We present simulations of dynamic ruptures in a continuum damage-breakage rheological model and waves radiated by the ruptures observed in the far field. The model combines aspects of a continuum viscoelastic damage framework for brittle solids with a continuum breakage mechanics for granular flow. The brittle instability is associated with a phase transition between a damaged solid with distributed cracks and a granular medium within the generated rupture zone. The formulation significantly extends the ability to model brittle processes in structures with complex volumetric geometries and evolving elastic properties, compared to the traditional models of pre-existing frictional surface(s) in a solid with fixed properties. A set of numerical simulations examines the sensitivity of dynamic ruptures, seismic source properties and radiated waves to material properties controlling the coupled damage-breakage evolution, the thickness and geometry of the damage zone, and fluidity of the granular material. The simulations are performed in two stages. First, details of the rupture process are simulated using adaptive fine grid model. The results of these simulations include source parameters such as rupture velocity, potency, stress and strain drop, heat generation, and others.
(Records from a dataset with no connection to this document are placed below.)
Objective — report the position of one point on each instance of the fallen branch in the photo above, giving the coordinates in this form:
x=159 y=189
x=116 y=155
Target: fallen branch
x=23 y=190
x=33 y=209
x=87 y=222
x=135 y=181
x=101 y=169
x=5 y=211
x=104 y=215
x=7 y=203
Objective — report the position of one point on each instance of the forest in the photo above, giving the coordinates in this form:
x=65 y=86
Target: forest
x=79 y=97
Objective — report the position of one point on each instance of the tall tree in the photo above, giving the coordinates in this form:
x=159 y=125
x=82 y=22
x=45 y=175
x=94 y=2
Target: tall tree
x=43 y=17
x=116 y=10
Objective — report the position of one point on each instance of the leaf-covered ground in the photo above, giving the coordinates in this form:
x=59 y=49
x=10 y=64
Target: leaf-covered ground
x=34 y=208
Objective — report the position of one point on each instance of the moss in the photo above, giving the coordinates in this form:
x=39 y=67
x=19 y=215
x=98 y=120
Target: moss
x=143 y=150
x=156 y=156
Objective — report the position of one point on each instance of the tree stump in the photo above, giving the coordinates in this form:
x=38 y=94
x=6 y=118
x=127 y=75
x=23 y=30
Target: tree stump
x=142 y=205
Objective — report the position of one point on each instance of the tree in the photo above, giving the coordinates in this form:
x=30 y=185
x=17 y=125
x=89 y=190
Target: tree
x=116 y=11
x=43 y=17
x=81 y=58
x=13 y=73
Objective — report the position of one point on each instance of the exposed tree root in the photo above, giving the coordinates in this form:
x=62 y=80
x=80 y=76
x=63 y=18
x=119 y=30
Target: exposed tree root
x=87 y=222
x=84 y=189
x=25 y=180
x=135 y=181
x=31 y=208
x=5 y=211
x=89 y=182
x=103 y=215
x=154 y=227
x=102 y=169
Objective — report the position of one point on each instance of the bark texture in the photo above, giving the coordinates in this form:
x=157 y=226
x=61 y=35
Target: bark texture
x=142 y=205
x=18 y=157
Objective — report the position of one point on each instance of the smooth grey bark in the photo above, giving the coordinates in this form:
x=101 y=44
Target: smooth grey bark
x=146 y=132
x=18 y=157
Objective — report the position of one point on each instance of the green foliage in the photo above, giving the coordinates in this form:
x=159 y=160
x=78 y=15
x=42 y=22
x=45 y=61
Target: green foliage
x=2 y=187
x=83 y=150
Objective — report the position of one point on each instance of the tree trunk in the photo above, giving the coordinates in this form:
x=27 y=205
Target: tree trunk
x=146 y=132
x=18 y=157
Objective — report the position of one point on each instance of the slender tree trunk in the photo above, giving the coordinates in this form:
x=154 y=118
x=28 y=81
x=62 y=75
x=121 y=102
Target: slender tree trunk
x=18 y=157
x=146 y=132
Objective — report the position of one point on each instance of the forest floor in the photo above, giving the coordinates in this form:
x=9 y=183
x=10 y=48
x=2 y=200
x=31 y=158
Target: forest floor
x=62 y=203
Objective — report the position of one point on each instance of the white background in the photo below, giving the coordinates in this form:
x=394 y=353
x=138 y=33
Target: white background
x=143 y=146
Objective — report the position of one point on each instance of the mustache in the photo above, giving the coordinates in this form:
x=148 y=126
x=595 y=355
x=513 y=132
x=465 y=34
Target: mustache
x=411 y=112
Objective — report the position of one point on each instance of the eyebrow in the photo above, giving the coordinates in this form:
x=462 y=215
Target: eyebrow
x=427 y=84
In the second stage, the obtained velocity source function is used for simulating radiated seismic waves and synthetic seismograms sampled by stations around the rupture zone and in the far field.

Detailed comparisons between the simulated source properties and those obtained by analyzing the synthetic seismograms demonstrate the relations between different source processes and inferred seismic parameters (potency, strain drop, directivity, rupture velocity, corner frequency, and others). One main effect shown in these simulations emphasizes the important role of rock damage and granulation process generating dynamic expansion-compaction around the process-zone. This expansion-compaction process leads to isotropic source term, while shear motion that accumulates behind the propagating front produces deviatoric deformation and shear heating behind the rupture front. Changing through our simulations, source geometries, and fault zone properties, we demonstrate that the process-zone dissipation due to the damage-breakage mechanism, and the isotropic source component, significantly affect the radiation pattern, rupture directivity, S/P energy partitioning, seismic potency and moment, and more. The results are significant for understanding better the proper usage and limitations of methods applied within the observational framework of earthquake seismology.